Figure 1 shows two screenshots of the ReGLL system generating sentences describing images and showing the meaning of words it has discovered from a given dataset.

Fig. 1.
figure 1

Screenshots of the ReGLL interface.

Three functionalities are thus mainly demonstrated:

  • Visualizing the meaning of words. We can visualize what are the meanings that have been learned by ReGLL from a training set. Each word that has an associated meaning is displayed. The user may choose to delete some incorrect associations in order to help the system to be more efficient on the two other functionalities (see Fig. 1a).

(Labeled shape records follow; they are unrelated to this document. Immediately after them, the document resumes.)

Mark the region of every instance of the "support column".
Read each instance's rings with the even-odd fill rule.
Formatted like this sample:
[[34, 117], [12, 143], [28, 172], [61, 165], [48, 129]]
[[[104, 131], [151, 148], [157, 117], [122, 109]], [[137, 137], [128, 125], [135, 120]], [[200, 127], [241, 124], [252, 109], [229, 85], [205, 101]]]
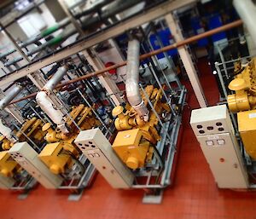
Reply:
[[[14, 37], [11, 36], [11, 34], [7, 31], [4, 30], [4, 33], [6, 37], [9, 38], [9, 41], [13, 43], [15, 49], [16, 51], [19, 52], [19, 54], [23, 57], [24, 61], [26, 62], [26, 64], [30, 63], [30, 59], [28, 56], [23, 52], [21, 48], [18, 45], [16, 41], [14, 39]], [[41, 90], [44, 84], [46, 84], [45, 78], [43, 77], [42, 72], [40, 71], [37, 71], [32, 74], [29, 74], [27, 78], [33, 83], [33, 84]], [[55, 105], [56, 107], [60, 108], [62, 112], [65, 112], [65, 110], [61, 107], [62, 103], [60, 101], [60, 100], [55, 95], [50, 95], [50, 99], [52, 100], [53, 103]]]
[[[179, 42], [183, 40], [183, 34], [180, 31], [178, 24], [174, 20], [173, 15], [172, 14], [168, 14], [165, 17], [168, 27], [170, 28], [172, 34], [174, 37], [176, 42]], [[177, 49], [179, 56], [183, 61], [183, 64], [185, 67], [187, 74], [189, 76], [189, 81], [193, 87], [194, 92], [195, 94], [196, 99], [199, 102], [201, 107], [207, 107], [207, 99], [204, 95], [203, 89], [201, 88], [201, 83], [198, 78], [198, 75], [196, 70], [193, 65], [193, 61], [191, 56], [188, 51], [188, 49], [183, 46]]]

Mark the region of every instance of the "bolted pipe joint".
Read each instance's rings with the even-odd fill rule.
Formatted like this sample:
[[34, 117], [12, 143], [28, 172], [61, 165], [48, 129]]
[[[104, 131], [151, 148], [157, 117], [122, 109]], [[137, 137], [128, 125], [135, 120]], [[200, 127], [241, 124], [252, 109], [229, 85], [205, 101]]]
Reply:
[[23, 87], [20, 84], [15, 84], [14, 88], [8, 90], [8, 94], [0, 101], [0, 110], [3, 110], [20, 93]]
[[53, 75], [53, 77], [44, 86], [43, 90], [45, 90], [48, 94], [50, 93], [55, 87], [60, 83], [63, 77], [67, 72], [67, 66], [64, 66], [58, 69], [58, 71]]
[[149, 111], [144, 104], [139, 89], [140, 42], [134, 38], [128, 43], [125, 91], [131, 106], [144, 120], [148, 120]]

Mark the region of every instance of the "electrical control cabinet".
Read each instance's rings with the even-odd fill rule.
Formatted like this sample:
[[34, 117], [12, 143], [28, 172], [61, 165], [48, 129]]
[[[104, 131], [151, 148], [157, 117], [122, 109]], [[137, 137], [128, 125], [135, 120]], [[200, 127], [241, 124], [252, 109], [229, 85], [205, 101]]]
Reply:
[[9, 151], [12, 158], [46, 188], [58, 188], [62, 177], [55, 175], [39, 159], [38, 153], [27, 142], [15, 143]]
[[0, 189], [9, 189], [15, 183], [15, 181], [12, 177], [6, 177], [0, 175]]
[[226, 106], [193, 110], [190, 124], [218, 187], [247, 188], [247, 170]]
[[132, 172], [117, 157], [100, 129], [81, 131], [74, 142], [113, 187], [131, 187]]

  • Describing images. Given an image that is built by the user using an image builder, the system may generate all the relevant sentences (ordered by decreasing relevance) that describe this image (see Fig. 1b).

  • Translating sentences. We show that the language models learned by the system can be used to translate sentences written in a language L1 to sentences written in a language L2, while preserving the meaning. The languages available at the moment for this demonstration are English and Spanish.

Of course, the demonstration will allow attendees to look “inside the machine”. Indeed, it may be interesting for people familiar with Prolog to observe the code associated with the training sets, the main components of the learner and the language models.

We think this demonstration may be useful for people from both the academic and the industrial world working in the domain of natural language processing. For the academic audience, it may be interesting for people specialized in grammatical inference and people from the computation linguistic area. That can provide them some insights on how children learn from their environment. For the industrial audience, the core ideas behind ReGLL may be useful to design various tools. As the demonstration shows, such techniques can be used to design some tools able to generate descriptions of images, which can be very useful for blind people. In the domain of machine translation, our approach may be a new way to go beyond statistical machine translation that has well-known limitations that could be avoided by passing through a relational, more semantic representation. People from the domains of text summarization and Question-Answering may also find an interest in the ideas implemented in ReGLL.

4 Conclusion

The main goal of this demonstration of the ReGLL system is to prove the interest of learning language models not only from a syntactical point of view but also by taking advantages of semantic information related to the context in which the sentences of the language are produced. We expect attendees will actively use the system by themselves to explore its capabilities and discuss possible extensions that could integrate new functionalities they feel useful.